The words are backward if you go the original page and turn on reader mode to get around the paywall. “Ha ha!”, they say, “your reader mode powers are no good here!”
When I was twelve, a 10 yo kid from the next town over was hit and killed, his body was thrown over 100 feet when someone sped around a stopped bus with its flashers out.
No, to the CEO and all the managers who approved the process.
In addition to that, fine the company. Calculate the fine by the usual punishment multiplied by the number of vehicles on the road. And suddenly the companies begin focusing on safety.
Would AI be better at stopping for children jumping out from a stopped school bus so it’s not as necessary to stop with human drivers?
That being said, just ticket the company and make them pay. Isn’t this how it works with all moving violations? Does Waymo get pulled over for speeding?

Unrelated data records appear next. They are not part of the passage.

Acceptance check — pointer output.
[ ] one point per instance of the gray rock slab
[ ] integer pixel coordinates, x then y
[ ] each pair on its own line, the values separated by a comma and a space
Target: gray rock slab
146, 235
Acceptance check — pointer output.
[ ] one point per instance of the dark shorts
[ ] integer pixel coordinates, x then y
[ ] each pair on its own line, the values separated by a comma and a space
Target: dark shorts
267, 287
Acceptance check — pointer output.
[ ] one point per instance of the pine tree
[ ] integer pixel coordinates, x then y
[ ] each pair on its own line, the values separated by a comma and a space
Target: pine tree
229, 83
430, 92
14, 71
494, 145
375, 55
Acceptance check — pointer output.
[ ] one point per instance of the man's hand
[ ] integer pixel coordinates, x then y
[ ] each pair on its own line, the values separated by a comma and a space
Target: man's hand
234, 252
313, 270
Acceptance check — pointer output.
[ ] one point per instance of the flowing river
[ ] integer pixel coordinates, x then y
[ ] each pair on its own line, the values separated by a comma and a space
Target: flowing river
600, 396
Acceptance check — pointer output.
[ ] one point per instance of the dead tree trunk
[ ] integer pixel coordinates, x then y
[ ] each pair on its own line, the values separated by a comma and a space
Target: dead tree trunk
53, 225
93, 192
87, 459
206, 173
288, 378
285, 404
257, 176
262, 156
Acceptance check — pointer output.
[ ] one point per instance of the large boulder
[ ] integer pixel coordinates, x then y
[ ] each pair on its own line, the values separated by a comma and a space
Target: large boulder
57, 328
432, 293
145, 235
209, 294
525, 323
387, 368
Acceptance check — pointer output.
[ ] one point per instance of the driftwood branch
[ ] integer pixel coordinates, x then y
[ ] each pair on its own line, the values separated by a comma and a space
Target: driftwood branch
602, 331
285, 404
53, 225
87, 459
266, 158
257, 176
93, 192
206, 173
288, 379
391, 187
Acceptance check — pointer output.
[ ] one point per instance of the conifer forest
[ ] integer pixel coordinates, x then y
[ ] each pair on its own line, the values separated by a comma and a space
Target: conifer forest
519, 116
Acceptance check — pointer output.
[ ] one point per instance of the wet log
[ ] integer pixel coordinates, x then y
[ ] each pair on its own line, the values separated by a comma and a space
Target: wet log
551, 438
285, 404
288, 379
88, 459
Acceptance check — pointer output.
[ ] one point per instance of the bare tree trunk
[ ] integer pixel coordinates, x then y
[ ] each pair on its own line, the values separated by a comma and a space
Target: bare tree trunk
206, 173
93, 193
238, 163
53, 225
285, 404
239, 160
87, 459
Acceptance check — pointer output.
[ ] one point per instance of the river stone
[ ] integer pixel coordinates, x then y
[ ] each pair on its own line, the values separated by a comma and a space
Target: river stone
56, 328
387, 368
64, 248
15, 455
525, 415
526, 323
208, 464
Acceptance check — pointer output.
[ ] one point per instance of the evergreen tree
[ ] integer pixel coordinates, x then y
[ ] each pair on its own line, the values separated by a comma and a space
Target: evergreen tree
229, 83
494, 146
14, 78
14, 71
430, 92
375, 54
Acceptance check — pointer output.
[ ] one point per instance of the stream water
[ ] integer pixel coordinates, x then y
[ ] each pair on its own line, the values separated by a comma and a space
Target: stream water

The first point is exactly my thought. Self-driving cars are completely different to human drivers. We should not hold them to the same standards while simultaneously holding them to much higher standards. There are many driving violations that are just laws because they could lead to an unsafe scenario that is purely the fault of the driver.
Eg; stop signs. The only reason a full stop is required is to ensure that drivers are taking a clear observation and to give way to other stop signs. If there are no other traffic and no other drivers to give way to. Why do self-driving cars full-stop
You’re probably right in the long term. So, when the world is 100% self-driving cars, we can probably change the rules to favor the machines. In the near-term, however, it’s probably good to make the robots obey the human laws so that the humans don’t start getting the idea that they can disobey them, too.
laws of physics still apply. Car still takes time to slow down, even with perfect reaction times. Well, maybe you could get it to stop in time, but it might break the necks of everyone in the car.
At 30 miles per hour, the majority of the stopping distance is reaction time from a human. Self-driving cars have maybe 10/20 of that reaction time in the case of immanent collision. I also don't know about you, but my car can stop in significantly less than pretty much all of the stated distances by a fraction.
at 30mph breaking is about 50/50 perception time and breaking time for a total of 3-4s. Self-driving cars would an improvement for sure, they would have a max 2 second emergency break, but not quick enough as far as I understand. Even if that were enough, I would not appreciate my cab emergency breaking randomly because a kid steps out in front of a bus. Its best to slowly stop, then slowly accelerate. Maybe the optimal solution is to creep past the buss?
Given how hidden children are walking in front of the bus, if the AI instantly applied breaks upon seeing the child, would the car slowdown in time? probably not. Better yes, good enough? no.
Or Waymo going into an active crime scene, loads of cop cars, guns drawn? [1] Cops yelling to get away and instead Waymo pulls over closer to the crime scene causing the passengers to panic.
It was the talk of the school. Rumors spread like wildfire. Consensus was that whatever she did, it must have been terrible.
She had driven past a stopped school bus.
If this reaction is acceptable when a person does it, a $1 fine for a company is a slap in the face to law-abiding citizens.